Director Ava DuVernay has accused America's film critics of institutionalised prejudice whenever they struggle to contain their shock over the success of minority-driven movies.
The woman behind Selma has called attention to press reactions surrounding 2015 film Straight Outta Compton to make her point, explaining the film about the rise of gangster rap group N.W.A. stunned many so-called experts when it hauled in over $200 million (£139 million) at the worldwide box office.
“Not only was it a surprise (to critics), but I remember a CNN headline saying 'Compton film debuts with no shootings at theaters'," she said as she collected her Spirit of Independence honour at the Los Angeles Film Festival on Saturday (04Jun16), according to USA Today.
She continued: "It’s not just the fact that a (black) film can do well, it’s the fact that there’s a community around it, that there’s conversation around it, that a film can push a national moment forward, can be a piece of art. All of the things that surround films of colour seem to be a surprise. And really, it’s just selective amnesia because it’s not like it hasn’t happened before, that it doesn’t continue to happen. But I think it’s part of making films within a patriarchy, which is what we do."

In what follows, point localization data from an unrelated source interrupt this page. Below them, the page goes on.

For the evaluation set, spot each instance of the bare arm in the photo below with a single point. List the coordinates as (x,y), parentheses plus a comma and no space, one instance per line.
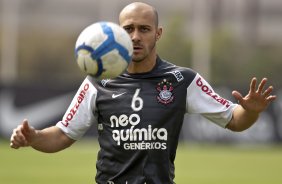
(48,140)
(250,106)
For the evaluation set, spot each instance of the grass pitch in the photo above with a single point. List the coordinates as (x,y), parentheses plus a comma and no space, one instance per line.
(195,164)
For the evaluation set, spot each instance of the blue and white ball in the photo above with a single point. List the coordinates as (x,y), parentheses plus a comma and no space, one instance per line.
(103,50)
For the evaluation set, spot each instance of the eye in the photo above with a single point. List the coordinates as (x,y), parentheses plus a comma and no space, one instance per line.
(128,29)
(144,29)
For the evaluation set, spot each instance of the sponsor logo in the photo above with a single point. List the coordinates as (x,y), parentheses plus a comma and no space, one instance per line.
(131,138)
(104,82)
(76,105)
(117,95)
(206,89)
(177,74)
(165,95)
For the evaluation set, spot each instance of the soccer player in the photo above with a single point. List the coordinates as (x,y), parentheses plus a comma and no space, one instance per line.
(139,114)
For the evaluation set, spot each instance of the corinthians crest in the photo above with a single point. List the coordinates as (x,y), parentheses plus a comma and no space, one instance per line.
(165,92)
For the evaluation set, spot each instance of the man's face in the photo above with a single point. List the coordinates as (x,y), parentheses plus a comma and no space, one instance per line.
(141,27)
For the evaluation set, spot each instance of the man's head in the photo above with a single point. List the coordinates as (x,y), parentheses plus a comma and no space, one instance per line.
(140,20)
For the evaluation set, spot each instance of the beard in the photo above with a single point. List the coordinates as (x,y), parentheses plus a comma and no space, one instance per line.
(143,53)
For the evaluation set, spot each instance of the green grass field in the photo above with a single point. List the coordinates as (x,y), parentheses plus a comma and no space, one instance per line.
(195,164)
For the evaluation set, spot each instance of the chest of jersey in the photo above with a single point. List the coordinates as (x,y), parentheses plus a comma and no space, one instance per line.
(146,112)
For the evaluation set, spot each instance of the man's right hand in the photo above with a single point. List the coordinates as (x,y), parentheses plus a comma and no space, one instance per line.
(22,136)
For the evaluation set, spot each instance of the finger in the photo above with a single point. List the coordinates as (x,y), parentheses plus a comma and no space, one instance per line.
(261,85)
(18,138)
(26,129)
(253,85)
(271,98)
(267,91)
(238,96)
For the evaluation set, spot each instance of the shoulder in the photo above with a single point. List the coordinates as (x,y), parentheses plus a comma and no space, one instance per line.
(180,73)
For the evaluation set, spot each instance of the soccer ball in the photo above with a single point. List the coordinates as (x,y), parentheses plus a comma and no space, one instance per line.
(103,50)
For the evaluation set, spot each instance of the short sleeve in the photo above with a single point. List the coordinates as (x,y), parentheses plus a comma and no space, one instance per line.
(80,114)
(202,99)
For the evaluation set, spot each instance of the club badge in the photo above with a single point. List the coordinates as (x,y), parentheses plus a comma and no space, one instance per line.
(165,95)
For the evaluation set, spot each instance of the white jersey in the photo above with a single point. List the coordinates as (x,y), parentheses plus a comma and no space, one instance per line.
(139,118)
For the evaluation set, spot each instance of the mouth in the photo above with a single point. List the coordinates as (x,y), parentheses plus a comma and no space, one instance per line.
(137,48)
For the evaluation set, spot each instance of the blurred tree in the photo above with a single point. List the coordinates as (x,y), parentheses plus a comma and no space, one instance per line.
(174,45)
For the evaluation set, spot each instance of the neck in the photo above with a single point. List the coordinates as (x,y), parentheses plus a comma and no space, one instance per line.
(142,66)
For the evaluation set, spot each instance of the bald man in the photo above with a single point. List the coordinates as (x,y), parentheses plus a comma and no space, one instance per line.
(139,114)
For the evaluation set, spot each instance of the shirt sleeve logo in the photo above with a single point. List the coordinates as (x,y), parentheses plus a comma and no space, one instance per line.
(165,95)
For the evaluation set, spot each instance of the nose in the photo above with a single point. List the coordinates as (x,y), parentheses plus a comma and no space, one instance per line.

Ava is the first black women in history to have picked up an Academy Award nomination for Best Picture - for Selma - but she acknowledged there have been many minority filmmakers before her, such as French feminist director Agnes Varda and African-American director Julie Dash, who have not received a great amount of recognition for their groundbreaking contributions to the movie industry.
Despite this, she has great hopes for a more diverse future for Hollywood, with minority directors picking up many big budget films, funded by major studios. Ava is hard at work on A Wrinkle in Time for Disney, while other minority filmmakers such as Ryan Coogler and Rick Famuyiwa have taken charge of comic book blockbusters Black Panther and The Flash, respectively.
"You’re starting to get into a space where we get to see something we have not seen, which are black filmmakers with a hearty amount of resources," she noted. “Isn’t that exciting? We’ve never seen it! What is it even going to look like?”